Salah seorang warga Desa Galessi, AR, mengaku kenaikan harga tersebut cukup memberatkan masyarakat karena gas elpiji merupakan kebutuhan utama rumah tangga.
“Gas elpiji menjadi salah satu kebutuhan pokok bagi kami, namun sejak awal Ramadan harganya naik menjadi Rp50 ribu, padahal harga normalnya sekitar Rp20 ribu hingga Rp23 ribu,” ujarnya, Selasa (23/6/2026).
Menurutnya, keterbatasan pasokan dan tingginya harga membuat warga harus mengatur penggunaan gas agar dapat bertahan hingga waktu pembelian berikutnya.
Sementara itu, kondisi serupa juga dirasakan warga Kelurahan Pacongang, Kecamatan Paleteang, Kabupaten Pinrang. Harga minyak goreng yang sebelumnya berada di kisaran Rp16 ribu per liter kini naik menjadi sekitar Rp25 ribu per liter.
Kenaikan sebesar Rp9 ribu per liter tersebut dinilai cukup membebani pengeluaran rumah tangga, terutama bagi keluarga yang menggunakan minyak goreng setiap hari untuk kebutuhan memasak.
Warga Pacongang, Ratna (39) mengatakan kenaikan harga mulai dirasakan setelah nilai tukar dolar mengalami penguatan.

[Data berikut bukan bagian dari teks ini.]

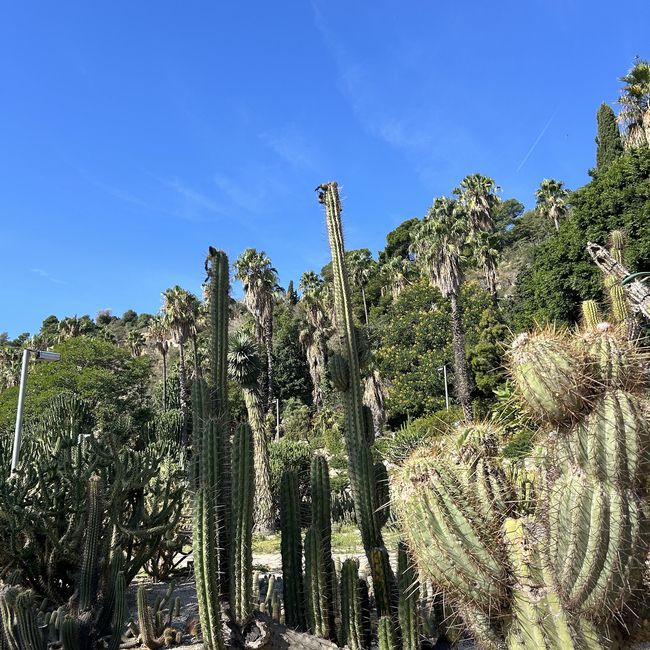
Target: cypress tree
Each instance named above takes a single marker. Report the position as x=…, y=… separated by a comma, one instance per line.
x=608, y=140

“Harga minyak goreng naik semenjak dolar naik,” katanya.
Ia menilai fluktuasi nilai tukar turut memengaruhi harga berbagai kebutuhan pokok yang beredar di pasaran. Akibatnya, masyarakat harus mengeluarkan biaya lebih besar untuk memenuhi kebutuhan sehari-hari.

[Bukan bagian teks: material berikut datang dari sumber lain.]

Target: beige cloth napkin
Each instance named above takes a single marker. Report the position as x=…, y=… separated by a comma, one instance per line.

Menurut Ratna, kenaikan harga minyak goreng tidak hanya dirasakan oleh pedagang kecil, tetapi juga rumah tangga yang bergantung pada bahan pokok tersebut untuk kebutuhan konsumsi harian.

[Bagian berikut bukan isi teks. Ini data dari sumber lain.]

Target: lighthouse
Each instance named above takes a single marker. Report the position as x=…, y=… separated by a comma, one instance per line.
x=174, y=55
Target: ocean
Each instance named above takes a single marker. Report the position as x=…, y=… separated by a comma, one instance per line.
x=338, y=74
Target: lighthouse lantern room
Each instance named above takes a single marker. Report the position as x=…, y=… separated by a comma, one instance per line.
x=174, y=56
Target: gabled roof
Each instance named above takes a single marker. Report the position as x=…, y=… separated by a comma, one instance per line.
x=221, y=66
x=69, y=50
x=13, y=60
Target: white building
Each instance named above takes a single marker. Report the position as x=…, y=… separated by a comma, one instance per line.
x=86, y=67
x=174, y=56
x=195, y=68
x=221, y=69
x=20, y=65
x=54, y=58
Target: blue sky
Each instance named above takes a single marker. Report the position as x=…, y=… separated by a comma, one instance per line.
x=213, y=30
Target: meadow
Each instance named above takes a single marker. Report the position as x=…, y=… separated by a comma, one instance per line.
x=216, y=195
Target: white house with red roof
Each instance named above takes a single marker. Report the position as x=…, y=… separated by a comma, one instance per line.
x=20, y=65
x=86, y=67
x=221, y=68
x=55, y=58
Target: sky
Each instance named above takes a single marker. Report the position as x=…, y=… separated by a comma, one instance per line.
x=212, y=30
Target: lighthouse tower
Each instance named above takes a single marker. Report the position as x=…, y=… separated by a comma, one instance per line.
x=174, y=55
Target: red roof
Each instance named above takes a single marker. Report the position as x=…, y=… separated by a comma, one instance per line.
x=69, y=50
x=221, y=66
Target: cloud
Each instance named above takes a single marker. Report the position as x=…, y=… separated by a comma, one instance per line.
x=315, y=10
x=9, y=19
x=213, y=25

Warga berharap pemerintah dapat mengambil langkah konkret untuk menjaga stabilitas harga kebutuhan pokok serta memperkuat pengawasan distribusi barang di pasar.
Masyarakat juga meminta agar ketersediaan elpiji bersubsidi dan minyak goreng tetap terjamin sehingga tidak semakin membebani kondisi ekonomi keluarga yang masih berupaya menyesuaikan diri dengan kenaikan berbagai kebutuhan hidup.